Q: You would not? Why is that?
A: Because the message of the picture communicates—regardless of the sexual orientation of the people in the photo—the message of that communicates something other than what we believe marriage should be. …
Q: What you're saying is, even outside the context of a traditional wedding, if it were merely two women holding hands, and it did not convey a message that you believed, then you would not take that picture? Is that correct? … What you're saying is, just two women holding hands, you would not take that picture, because it may convey a message that you do not believe in, even if that picture was just two women holding hands?
A: I can't answer you absolutely … but if that picture was taken, and the message could be construed or conveyed—or we felt it was being conveyed—as support for anything other than one woman and one man in marriage, then we would not take that photo.
Throughout this exchange, Sakura is pretty clear that she’s not talking about a wedding photo. She’s talking about two women holding hands outside that context. And Jon Huguenin’s answer is that he wouldn’t take the picture “if they were holding hands or showing affection and implying that something other than one woman and one man in marriage is okay.” He wouldn’t take any picture if “the message could be construed or conveyed” as supporting gay marriage.

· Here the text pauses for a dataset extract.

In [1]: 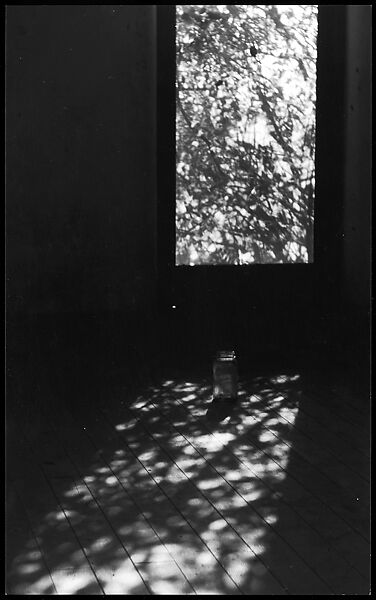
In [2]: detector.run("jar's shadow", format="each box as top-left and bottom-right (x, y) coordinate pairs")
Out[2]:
(205, 399), (237, 423)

If I understand him correctly, Jon Huguenin is saying that any overt display of homosexual affection could be construed as endorsing same-sex marriage, and therefore he reserves the right to refuse to photograph any such display.
From my reading of the transcript, I wouldn’t call the Huguenins bigoted or hateful. But they’re certainly ignorant—they refer to homosexuality as a preference, lifestyle, and choice—and their ignorance seems to explain their misguided belief that gay marriage is some kind of cultural illness that can be managed by sending the right “messages.”
The more acute problem, legally, is that Jon Huguenin’s claims go well beyond Elaine’s. In the name of avoiding anything that could be perceived as promoting same-sex marriage, he seems to be asserting a right not to take any picture of a gay couple being gay. Imagine a photographer telling you that he’ll do your portrait but won’t take a picture of you doing anything heterosexual: no kissing, hugging, holding hands, or even meaningful glances. That’s more than a doctrine of marriage. It’s a denial of who you are.
Elaine Huguenin’s position, noxious as it is to many people, can be accommodated in a decent society. I’m not so sure the same is true of her husband’s. Refusing to photograph someone with the person she loves—indeed, with anyone she might love, given her orientation—is oppressively broad. It’s suffocating. It rejects too much of her, too much of what she can’t change. If the Huguenins recognized homosexuality for what it is—an orientation, not a choice—they’d understand that.